Baked Cod with Garlic Mayonnaise is a festive addition to a meatless Christmas Eve table. (CNS photo/Nancy Wiechec)

By Nancy Wiechec
Catholic News Service

In several European cultures, the main meal of Christmas occurs on Christmas Eve. Ukrainians, Poles, Italians and Portuguese, among others, mark the eve of Christ’s birth with a traditional meatless feast that emphasizes family and food.

Many of the foods eaten at these dinners are unique, and the culinary and ethnic traditions can be centuries old. In days past, such meals conformed to Catholic Church edicts that called for abstaining from meat on the eve of religious feasts such as Christmas.

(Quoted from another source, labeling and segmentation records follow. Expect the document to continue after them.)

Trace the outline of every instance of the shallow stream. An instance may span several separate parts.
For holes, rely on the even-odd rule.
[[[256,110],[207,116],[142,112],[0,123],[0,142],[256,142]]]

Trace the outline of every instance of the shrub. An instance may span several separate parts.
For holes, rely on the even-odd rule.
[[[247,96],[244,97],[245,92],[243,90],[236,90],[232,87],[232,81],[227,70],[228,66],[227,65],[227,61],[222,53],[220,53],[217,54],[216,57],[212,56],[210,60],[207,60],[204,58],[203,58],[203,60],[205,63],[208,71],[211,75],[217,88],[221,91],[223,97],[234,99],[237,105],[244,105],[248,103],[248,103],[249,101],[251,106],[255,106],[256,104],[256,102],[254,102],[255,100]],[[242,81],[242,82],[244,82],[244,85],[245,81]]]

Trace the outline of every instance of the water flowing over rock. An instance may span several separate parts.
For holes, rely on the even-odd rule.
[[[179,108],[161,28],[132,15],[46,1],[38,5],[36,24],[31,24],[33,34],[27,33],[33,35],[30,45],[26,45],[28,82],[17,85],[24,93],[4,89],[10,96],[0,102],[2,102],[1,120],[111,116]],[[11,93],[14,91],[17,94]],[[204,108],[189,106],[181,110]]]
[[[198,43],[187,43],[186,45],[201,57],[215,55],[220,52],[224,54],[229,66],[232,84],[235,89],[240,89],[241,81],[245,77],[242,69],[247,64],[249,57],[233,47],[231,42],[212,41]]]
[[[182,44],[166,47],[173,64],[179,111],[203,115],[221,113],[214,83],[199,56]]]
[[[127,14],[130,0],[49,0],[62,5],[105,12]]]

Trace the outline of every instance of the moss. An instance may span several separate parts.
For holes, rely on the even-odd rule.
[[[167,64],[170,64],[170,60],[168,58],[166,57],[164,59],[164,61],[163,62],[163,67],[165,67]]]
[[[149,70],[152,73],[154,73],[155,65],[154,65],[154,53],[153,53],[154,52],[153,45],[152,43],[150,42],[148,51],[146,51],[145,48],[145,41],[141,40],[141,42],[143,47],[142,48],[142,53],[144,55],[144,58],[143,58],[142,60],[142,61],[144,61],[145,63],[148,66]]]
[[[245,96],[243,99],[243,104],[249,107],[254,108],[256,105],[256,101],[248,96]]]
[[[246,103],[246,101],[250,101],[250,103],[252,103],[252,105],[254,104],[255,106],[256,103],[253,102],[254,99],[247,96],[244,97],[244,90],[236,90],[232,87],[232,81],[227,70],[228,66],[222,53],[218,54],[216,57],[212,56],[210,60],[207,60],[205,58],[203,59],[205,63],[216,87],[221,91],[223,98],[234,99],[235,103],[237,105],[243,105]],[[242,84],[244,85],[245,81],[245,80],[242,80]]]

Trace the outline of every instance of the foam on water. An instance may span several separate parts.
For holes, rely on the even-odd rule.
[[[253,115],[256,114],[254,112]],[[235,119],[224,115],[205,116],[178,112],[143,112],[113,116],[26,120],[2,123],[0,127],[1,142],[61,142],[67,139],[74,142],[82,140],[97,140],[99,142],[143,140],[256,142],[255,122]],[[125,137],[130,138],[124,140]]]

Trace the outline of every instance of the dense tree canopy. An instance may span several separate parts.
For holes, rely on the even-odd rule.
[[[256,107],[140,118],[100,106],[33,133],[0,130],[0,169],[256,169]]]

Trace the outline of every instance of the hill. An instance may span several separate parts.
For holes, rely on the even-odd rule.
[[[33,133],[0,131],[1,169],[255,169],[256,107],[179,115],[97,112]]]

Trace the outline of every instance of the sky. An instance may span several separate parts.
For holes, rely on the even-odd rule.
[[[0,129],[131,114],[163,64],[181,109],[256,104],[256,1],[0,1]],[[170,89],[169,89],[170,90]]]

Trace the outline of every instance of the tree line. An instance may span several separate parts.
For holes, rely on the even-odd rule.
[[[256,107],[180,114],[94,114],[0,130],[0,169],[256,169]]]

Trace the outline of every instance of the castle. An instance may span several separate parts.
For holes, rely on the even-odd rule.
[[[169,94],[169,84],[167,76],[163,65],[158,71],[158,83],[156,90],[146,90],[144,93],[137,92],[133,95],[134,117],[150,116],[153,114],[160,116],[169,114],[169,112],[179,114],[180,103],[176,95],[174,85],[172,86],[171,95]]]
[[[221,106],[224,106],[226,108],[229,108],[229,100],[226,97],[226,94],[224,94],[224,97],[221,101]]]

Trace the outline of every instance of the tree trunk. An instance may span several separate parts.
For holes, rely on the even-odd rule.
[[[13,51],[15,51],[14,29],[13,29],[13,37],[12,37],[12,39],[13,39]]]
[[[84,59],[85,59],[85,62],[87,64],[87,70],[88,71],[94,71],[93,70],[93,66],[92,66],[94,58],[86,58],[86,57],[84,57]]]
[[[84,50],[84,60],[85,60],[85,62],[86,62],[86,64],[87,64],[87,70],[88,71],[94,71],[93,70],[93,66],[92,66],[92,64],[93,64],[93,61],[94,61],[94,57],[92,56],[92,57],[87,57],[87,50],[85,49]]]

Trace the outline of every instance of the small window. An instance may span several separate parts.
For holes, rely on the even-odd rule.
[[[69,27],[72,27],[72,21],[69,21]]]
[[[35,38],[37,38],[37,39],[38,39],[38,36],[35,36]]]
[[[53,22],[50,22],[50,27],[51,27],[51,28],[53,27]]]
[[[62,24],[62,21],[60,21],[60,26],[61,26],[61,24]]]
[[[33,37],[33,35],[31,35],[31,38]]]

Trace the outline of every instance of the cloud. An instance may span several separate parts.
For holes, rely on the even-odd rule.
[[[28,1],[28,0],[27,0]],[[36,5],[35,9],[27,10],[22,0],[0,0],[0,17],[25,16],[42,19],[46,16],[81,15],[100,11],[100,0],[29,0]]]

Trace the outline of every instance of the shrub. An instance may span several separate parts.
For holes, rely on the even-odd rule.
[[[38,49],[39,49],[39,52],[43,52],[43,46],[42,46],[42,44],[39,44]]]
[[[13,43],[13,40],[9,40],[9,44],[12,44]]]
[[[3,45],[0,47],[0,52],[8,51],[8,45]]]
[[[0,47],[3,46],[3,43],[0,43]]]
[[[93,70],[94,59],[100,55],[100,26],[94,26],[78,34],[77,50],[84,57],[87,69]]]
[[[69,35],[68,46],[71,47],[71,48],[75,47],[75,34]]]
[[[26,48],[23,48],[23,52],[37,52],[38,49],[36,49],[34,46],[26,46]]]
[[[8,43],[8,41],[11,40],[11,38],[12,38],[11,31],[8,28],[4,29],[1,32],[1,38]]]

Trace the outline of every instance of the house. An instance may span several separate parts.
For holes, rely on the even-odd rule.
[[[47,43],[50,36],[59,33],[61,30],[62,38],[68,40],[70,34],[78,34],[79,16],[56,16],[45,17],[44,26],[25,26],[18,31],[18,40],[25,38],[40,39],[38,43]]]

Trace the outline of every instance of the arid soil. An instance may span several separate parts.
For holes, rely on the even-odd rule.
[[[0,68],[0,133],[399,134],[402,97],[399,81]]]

Although the abstinence is no longer required, some people continue with meatless traditions, primarily making fish the focus.

Italian-American celebrity chef Lidia Bastianich has explained the strong tie immigrants have to such practices.

“Traditions are extremely important to keep, to continue and to instill in children,” she said. “Traditions give you roots, give you stability, so if a storm comes, you can weather it. If you don’t have any roots, you topple, no matter how big a tree you are.”

In this way, Polish-American Catholics celebrate Wigilia on Christmas Eve. It’s one of the strongest links we have to our Polish roots. Part of the meal includes pickled herring, and in the home country, carp would be the main dish, as it is abundant there.

But in Arizona, where much of my family lives, we never serve carp for Christmas Eve. It’s too difficult to get. So, our main Wigilia course is always varied; sometimes it’s grilled salmon dressed in a marinade, other times it’s fried white fish. One year, my brother-in-law made swordfish steamed in banana leaves.

This year, I’ll be making Wigilia for our family, and after reading a bit about the Italian Christmas Eve Feast of the Seven Fishes, also a meatless meal, I’ve decided to go a bit Italian with the main course.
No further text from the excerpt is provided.